The emoluments of a handful of Jewish ministers exceed by far those commanded by senior Christian clergy. Obviously, a career of service to Jewry deserves reasonable reward.
However, there comes a point at which multi-millionaire luxuries for a lucky minority may provide the wrong incentives and set a troubling moral tone. Both the current and former Chief Rabbis have been spending their Passovers abroad as guest resident scholars - in one case in a five-star skiing resort in the Canadian Rockies and in the other at the Ritz-Carlton resort in Naples, Florida. Customers there pay more than £5,000 for the cheapest room for two persons for three nights at the start of the festival. The age-old Jewish organisational problem of more leaders than followers is another reason for financial deficits. Here too the Spanish and Portuguese congregation may be typical.
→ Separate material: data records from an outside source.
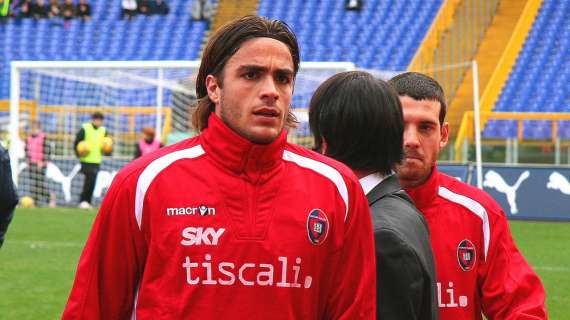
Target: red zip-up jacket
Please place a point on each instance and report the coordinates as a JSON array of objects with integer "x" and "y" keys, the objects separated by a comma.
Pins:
[
  {"x": 479, "y": 268},
  {"x": 216, "y": 227}
]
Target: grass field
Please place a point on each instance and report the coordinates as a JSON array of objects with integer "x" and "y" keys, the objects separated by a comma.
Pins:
[{"x": 39, "y": 257}]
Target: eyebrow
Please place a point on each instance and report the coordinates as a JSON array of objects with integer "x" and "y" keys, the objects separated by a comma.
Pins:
[{"x": 283, "y": 71}]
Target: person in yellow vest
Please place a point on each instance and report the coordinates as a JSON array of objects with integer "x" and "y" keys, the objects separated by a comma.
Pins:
[{"x": 90, "y": 154}]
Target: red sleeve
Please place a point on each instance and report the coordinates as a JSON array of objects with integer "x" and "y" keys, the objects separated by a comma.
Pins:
[
  {"x": 112, "y": 261},
  {"x": 354, "y": 281},
  {"x": 510, "y": 288}
]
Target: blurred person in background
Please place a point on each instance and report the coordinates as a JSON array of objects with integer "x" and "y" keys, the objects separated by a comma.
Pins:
[
  {"x": 24, "y": 9},
  {"x": 83, "y": 10},
  {"x": 68, "y": 10},
  {"x": 201, "y": 10},
  {"x": 129, "y": 9},
  {"x": 159, "y": 7},
  {"x": 147, "y": 143},
  {"x": 357, "y": 120},
  {"x": 8, "y": 194},
  {"x": 38, "y": 152},
  {"x": 40, "y": 10},
  {"x": 54, "y": 9},
  {"x": 479, "y": 268},
  {"x": 143, "y": 7},
  {"x": 92, "y": 133},
  {"x": 354, "y": 5},
  {"x": 4, "y": 9}
]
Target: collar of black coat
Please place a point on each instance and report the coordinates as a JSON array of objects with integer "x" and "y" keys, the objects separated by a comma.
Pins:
[{"x": 389, "y": 185}]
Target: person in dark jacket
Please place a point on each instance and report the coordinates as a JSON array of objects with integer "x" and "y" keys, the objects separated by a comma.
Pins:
[
  {"x": 8, "y": 195},
  {"x": 358, "y": 120}
]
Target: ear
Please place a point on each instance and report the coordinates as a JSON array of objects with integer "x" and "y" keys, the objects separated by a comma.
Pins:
[
  {"x": 213, "y": 89},
  {"x": 444, "y": 135},
  {"x": 324, "y": 147}
]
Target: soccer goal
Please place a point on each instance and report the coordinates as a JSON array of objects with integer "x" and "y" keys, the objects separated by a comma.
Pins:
[{"x": 62, "y": 95}]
Despite employing a senior rabbi, rabbi and a new events organiser and part-time youth rabbi at its main Lauderdale Road synagogue, not to mention the presence of a dayan and a retired rabbi, there has been a recent appeal for men to help achieve the minimum daily minyan of 10 men for morning prayers.
A particularly shortsighted policy is the "death tax" for non-members. It may be an efficient way of extorting money from grieving families but hardly causes love and attachment to Judaism. The United Synagogue charges £16,000 to bury non-members in London. The Spanish and Portuguese synagogue demands £50,000 to inter a non-member in its Golders Green cemetery.
Gross inequality and profligate spending are not peculiarly Jewish problems. Free champagne flows three nights a week at one UK college. University vice-chancellors routinely earn more than any British rabbi.
This should not provide an alibi for Anglo-Jewry. If our institutions are to become stronger, if they are to attract participants and donors, they need to be more transparent, more economical, prouder of our heritage, and more geared to the poor and disadvantaged, and to education rather than to showy, wasteful communal lifestyles.